Etwa 20 Besucher nahmen am Donnerstag im Böllener Rathaus hinter den Gemeinderäten Platz, ging es doch um das unter den Nägeln brennende Thema Windkraft und ein zweites Bürgerbegehren, das von Bürgern aus Böllen im Schulterschluss mit der Bürgerinitiative Schwarzwald Gegenwind initiiert worden war. Das Ansinnen wurde erneut abgelehnt.

Von Gudrun Gehr

Böllen. Gegen die Beteiligung Böllens am geplanten Windpark auf dem Zeller Blauen war bereits ein erstes Bürgerbegehren eingereicht worden. In der kleinsten eigenständigen Schwarzwaldgemeinde Böllen mit etwa 100 Einwohnen wurde das notwendige Quorum mit 45 Unterschriften (58 Prozent der Wahlberechtigten) klar erreicht.

Die zur Durchführung eines Bürgerentscheids notwendige Zustimmung der Gemeinderäte blieb den Bürgern jedoch bei der am 14. Juni stattfindenden Gemeindesitzung versagt. Das Gremium hatte sich damals mit vier Ja-Stimmen, zwei Gegenstimmen und einer Enthaltung für die Unzulässigkeit des Begehrens entschieden. Der von der Gemeinde Böllen beauftragten Rechtsanwalt Dirk Schöneweiß hatte in der Juni-Sitzung mitgeteilt, dass ein Bürgerbegehren statthaft, aber vom Vertragsrecht her nicht zulässig sei, da es auf „ein rechtswidriges Ziel“ gerichtet sei Der von den Gemeinderäten mit der EWS geschlossene Vertrag würde keine Rücktrittsklausel enthalten und sei auch nicht kündbar.
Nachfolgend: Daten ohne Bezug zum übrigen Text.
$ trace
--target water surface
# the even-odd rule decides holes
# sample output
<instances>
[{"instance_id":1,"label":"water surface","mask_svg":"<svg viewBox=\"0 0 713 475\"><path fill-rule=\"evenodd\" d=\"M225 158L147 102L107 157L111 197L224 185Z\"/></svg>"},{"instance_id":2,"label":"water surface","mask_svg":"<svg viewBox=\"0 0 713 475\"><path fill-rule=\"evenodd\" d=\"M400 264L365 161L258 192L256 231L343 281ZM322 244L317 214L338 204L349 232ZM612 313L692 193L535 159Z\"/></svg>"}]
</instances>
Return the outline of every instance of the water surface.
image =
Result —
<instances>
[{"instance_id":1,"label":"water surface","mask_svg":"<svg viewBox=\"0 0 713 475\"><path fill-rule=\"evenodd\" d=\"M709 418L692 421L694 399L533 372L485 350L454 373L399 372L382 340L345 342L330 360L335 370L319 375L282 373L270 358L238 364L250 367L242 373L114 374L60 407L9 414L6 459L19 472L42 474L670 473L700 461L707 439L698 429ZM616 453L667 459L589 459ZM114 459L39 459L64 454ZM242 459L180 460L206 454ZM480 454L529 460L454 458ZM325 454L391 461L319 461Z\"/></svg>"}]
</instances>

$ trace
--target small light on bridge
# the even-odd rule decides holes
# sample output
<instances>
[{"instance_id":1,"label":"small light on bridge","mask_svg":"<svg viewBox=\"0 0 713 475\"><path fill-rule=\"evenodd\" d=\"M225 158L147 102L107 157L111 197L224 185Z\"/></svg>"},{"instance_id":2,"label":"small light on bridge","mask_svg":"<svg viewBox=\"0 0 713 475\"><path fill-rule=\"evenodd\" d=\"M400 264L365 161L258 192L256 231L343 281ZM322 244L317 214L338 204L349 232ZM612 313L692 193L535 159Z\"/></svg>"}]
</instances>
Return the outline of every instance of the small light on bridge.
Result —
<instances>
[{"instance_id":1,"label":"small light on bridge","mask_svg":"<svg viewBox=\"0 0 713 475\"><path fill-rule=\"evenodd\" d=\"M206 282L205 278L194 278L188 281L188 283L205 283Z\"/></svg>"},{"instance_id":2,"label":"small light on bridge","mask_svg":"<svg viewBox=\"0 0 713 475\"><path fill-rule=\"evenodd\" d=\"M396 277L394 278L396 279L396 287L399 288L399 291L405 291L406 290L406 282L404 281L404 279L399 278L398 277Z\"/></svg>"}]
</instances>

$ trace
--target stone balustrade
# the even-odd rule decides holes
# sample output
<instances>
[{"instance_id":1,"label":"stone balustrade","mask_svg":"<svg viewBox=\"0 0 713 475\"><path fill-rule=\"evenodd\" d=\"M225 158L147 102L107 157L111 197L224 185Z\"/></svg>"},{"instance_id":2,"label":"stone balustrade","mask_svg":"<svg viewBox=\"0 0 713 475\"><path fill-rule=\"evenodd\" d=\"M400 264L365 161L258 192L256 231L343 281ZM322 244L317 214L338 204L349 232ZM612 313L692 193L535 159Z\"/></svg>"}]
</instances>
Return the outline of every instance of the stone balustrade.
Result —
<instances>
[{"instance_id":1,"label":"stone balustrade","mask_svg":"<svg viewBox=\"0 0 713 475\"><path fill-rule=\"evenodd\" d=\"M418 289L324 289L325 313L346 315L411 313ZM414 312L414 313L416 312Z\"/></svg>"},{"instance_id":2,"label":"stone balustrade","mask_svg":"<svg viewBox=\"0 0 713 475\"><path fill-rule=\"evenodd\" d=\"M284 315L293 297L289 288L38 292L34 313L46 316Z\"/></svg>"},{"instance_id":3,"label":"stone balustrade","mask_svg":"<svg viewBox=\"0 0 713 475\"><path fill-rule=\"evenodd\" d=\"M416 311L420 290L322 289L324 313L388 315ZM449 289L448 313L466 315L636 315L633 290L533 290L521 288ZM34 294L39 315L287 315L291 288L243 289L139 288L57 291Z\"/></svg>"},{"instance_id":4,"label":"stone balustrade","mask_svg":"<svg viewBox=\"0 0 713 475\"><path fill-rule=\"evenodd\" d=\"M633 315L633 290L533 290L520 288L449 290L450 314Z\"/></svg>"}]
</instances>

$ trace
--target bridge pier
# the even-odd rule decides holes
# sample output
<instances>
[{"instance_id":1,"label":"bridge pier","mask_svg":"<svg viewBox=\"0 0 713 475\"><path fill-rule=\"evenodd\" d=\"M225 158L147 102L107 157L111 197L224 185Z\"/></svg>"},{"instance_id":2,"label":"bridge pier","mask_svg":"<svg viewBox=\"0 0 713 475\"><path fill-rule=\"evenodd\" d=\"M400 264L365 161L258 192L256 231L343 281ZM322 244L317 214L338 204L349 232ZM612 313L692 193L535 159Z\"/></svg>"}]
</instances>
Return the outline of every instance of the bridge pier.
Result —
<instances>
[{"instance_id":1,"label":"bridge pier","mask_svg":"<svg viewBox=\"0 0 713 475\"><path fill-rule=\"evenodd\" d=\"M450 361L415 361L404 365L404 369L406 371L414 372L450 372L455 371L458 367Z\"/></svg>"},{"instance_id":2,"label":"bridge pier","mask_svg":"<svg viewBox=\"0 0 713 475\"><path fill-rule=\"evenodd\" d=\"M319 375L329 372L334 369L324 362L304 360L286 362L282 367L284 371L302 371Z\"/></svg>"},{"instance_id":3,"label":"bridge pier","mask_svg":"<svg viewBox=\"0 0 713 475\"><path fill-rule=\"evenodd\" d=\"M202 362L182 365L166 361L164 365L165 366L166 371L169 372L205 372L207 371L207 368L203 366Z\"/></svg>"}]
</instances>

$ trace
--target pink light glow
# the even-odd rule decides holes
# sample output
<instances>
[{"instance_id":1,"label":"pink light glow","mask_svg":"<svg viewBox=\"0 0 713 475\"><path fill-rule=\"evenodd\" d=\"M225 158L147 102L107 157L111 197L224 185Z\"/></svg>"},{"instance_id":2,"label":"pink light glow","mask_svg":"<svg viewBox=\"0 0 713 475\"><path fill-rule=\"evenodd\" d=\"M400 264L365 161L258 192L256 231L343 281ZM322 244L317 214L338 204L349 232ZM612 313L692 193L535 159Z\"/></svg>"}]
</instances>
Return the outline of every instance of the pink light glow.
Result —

Kurzentschlossen hatten die protestierenden Bürger am Folgetag ein zweites Bürgerbegehren vorgelegt, über das nun in der Sitzung am Donnerstag entschieden werden musste. Auch hier war das notwendige Quorum erfüllt, es hatten mehr als die erforderlichen sieben Prozent der Stimmberechtigten unterzeichnet.

Der Abstimmung über das zweite Bürgerbegehren war eine Fragestunde der Bürger vorgeschaltet. Besorgte Bürger erkundigten sich beim Bürgermeister nach den schädlichen Infraschall-Emissionen und der gesundheitlichen Gefährdung der Bewohner. Auch wurde die Frage vorgetragen, inwieweit sich die Räte vor Vertragsunterzeichnung über Denkmalschutz- oder Baurechtsangelegenheiten informiert hätten. Aus den Reihen der Besucher wurde auch davor gewarnt, dass es im Falle einer erneuten Ablehnung durch die Räte „in den nächsten Jahren mit der Harmonie im Dorf“ vorbei sei. Auch wurde befürchtet, dass die Immobilien im Dorf, die ohnehin nur schwer verkäuflich sind, nun gänzlich unveräußerlich würden. Auch wurde aus den Reihen der Zuhörer geäußert, dass Dirk Schöneweiß in einer Rechtsanwaltskanzlei tätig sei, die auch für die EWS arbeite, und dass hier Interessenkonflikte vorliegen würden. Die Räte seien zudem vor der Abstimmung verunsichert und eingeschüchtert worden.

Bürgermeister Bruno Kiefer äußerte sich auf die Fragen der Bürger ohne Umschweife mit einem knappen „Wir haben unsere Flächen zur Verfügung gestellt, basta“. Für ihn war die Fragestunde damit beendet. Auf vereinzelte Rückfragen oder Appelle von Bürgern ging er nicht mehr ein.

Der Bürgermeister übergab die Sitzungsleitung, in Abwesenheit seines Stellvertreters Arnold Frank, nach den entsprechenden Vorschriften an den ältesten Gemeinderat Werner Frank. Kiefer selbst ist befangen, da er Flächen im Projektgebiet hat. Auch die Gemeinderätin Veronika Springhart war befangen, sie ist Netzkaufgesellschafterin. Kurz und bündig wurde dann abgestimmt: Vier Ja-Stimmen und zwei Enthaltungen führten zur Ablehnung der Forderung nach einem Bürgerentscheid.